Larry Rousseau, Canadian Labour Congress
Canadian Labour Congress executive vice-president Larry Rousseau is calling on the federal government extend the same workplace rights and protections to LGBTQ2SI individuals as it does to visible minorities, women, those with disabilities and Indigenous people. Photo courtesy of the Canadian Labour Congress

In addition to Trudeau's apology, he said he would like to see more education in offices about the wrongs of homophobia and recourse options that are specifically available for members of the LGBTQ2 community. Ultimately, he explained, the goal would be to make LGBTQ2SI an equity group that has the same rights and workplace protections as visible minorities, people with disabilities, women and Indigenous people.

"It should be the fifth equity group in the federal government," he said. "It's a bit of a different beast because these programs of course, require statistics and for people to self-identify. But in the case where people are out in the workplace and do self-identify — at least for these individuals, they are recognized as being LGBT in the workplace and therefore, whether it's competitions, their careers, etc., they can be accommodated in the workplace for various situations."

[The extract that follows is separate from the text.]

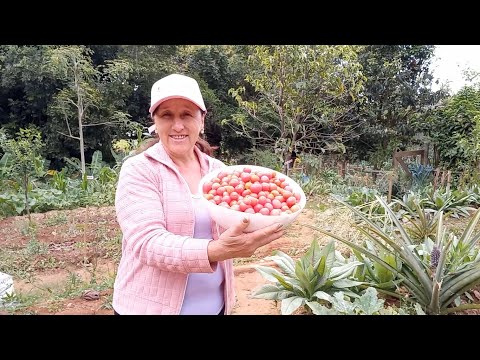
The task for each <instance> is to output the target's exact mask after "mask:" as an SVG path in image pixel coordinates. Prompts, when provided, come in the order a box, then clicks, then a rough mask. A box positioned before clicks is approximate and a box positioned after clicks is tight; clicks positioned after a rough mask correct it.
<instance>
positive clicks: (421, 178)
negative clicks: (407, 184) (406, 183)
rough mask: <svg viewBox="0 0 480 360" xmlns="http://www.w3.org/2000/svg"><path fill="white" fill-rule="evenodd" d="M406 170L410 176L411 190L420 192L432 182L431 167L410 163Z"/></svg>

The Canadian Labour Congress, which represents 3.3 million workers across the country, is now calling on the government's process of redress to cover all those affected by the purge, their families and the deceased, recognize ongoing fear and persecution in the workplace today, release documents related to the organization of the federal purge, and deliver on its promise to expunge convictions related to homosexuality.

Among apology-related initiatives, the government is putting $250,000 toward community projects to combat homophobia and provide support for people in crisis. In addition, it plans a commemoration in 2019 of the 50th anniversary of the federal decriminalization of homosexual acts.